(Cont.)
Voaram hora após hora com velocidade estável, mantendo
constante o ritmo esgotante de três a quatro batidas por segundo. O cintilar do
sol sobre a água foi enfraquecendo, e desapareceu completamente ao atingir o
zénite. O mar tornou-se mais azul. Então o sol descaiu para Oeste e a
cintilação voltou. Oitocentos metros abaixo deles brilhavam as cristas das
ondas, e o ar aqueceu ainda mais. Desde que a costa da América do Sul
desaparecera na escuridão da última noite, nada alterara a monotonia e a
desolação do mar, a não ser, aqui e ali, um albatroz, que planava com as suas
asas poderosas e imóveis. Os maçaricões voavam infalivelmente para Norte, sem
se desviarem do rumo.
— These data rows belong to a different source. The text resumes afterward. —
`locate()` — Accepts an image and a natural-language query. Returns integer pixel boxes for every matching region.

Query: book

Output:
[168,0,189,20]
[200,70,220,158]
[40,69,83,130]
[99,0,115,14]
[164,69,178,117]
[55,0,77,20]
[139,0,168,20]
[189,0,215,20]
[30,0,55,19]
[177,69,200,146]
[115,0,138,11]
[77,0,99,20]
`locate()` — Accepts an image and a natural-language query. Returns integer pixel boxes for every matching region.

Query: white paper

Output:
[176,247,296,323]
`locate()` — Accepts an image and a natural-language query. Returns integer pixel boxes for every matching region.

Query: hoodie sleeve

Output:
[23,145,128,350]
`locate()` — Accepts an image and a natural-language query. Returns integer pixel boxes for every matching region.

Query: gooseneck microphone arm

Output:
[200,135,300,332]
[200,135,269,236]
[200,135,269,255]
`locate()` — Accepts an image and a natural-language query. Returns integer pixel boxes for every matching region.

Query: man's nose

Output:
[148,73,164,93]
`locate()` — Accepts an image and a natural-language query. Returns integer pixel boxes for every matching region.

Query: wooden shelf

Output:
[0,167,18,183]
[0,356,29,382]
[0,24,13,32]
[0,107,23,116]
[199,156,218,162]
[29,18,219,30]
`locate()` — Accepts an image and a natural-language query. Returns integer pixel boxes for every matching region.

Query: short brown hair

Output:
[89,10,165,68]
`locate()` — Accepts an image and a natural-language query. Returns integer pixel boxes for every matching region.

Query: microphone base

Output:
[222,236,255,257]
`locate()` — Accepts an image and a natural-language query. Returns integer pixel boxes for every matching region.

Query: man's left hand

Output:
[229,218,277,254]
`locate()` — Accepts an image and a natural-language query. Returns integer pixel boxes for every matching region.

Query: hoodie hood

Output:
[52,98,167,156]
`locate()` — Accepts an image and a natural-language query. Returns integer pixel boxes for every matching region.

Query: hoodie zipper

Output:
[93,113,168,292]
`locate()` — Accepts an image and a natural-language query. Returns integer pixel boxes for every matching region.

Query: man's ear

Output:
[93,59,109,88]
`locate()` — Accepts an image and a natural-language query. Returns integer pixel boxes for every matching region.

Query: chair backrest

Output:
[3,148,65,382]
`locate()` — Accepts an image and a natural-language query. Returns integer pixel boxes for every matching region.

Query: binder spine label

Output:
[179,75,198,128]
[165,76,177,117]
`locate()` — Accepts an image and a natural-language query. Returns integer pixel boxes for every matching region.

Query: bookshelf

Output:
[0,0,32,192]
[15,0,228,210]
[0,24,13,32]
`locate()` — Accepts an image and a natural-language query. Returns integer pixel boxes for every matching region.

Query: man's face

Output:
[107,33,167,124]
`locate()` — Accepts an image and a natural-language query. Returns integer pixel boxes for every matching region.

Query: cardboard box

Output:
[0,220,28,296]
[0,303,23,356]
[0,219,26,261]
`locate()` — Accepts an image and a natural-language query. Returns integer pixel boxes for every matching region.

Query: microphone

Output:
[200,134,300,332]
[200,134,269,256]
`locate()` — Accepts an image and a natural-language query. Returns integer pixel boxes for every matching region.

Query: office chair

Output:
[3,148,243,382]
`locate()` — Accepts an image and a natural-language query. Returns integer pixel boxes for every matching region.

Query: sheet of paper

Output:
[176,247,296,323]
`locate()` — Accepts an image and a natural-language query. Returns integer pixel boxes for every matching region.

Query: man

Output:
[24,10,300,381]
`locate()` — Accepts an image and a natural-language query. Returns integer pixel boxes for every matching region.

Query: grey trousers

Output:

Os seus cérebros estavam mais bem compensados, em relação
às forças de orientação da terra, do que a bússola mais sensível.
O macho,
que seguia na frente e tinha que vencer maior resistência do que a fêmea,
sofria de particular cansaço. As tormentosas pontadas que lhe arrepanhavam os
músculos do peito transformaram-se numa dor surda e constante. O coração batia
fortemente. E poderia descansar um pouco, cedendo o comando à fêmea. Mas o
facto de ela se manter atrás dele, e beneficiar da força com que ele atacava o
ar, o facto de o voo dela depender do seu, comovia-o como um sentimento quente
e sublime, obrigando-o a aguentar. Inabalável, manteve o comando.
O sol
caiu para Oeste. E ele estava de tal modo enfraquecido que nem a mais tenaz
força de vontade lhe permitia já bater as asas, tão depressa como até aqui. Mas
manteve-se à frente. As batidas abrandaram, a velocidade diminuiu, e a fêmea
notou-o. E foi então, depois de vinte e quatro horas de silêncio, que ela
começou a enviar-lhe suaves gorjeios de ternura. Isso deu-lhe mais força do que
o alimento ou o descanso. E ela repetiu o gesto muitas vezes. O sol estava ainda
acima do horizonte, o mar doirado resplandecia como pedra preciosa, e as asas
dele transportavam-nos, incansáveis.
Estava o
sol a pôr-se quando algo azul-escuro, fino e vaporoso, apareceu no horizonte.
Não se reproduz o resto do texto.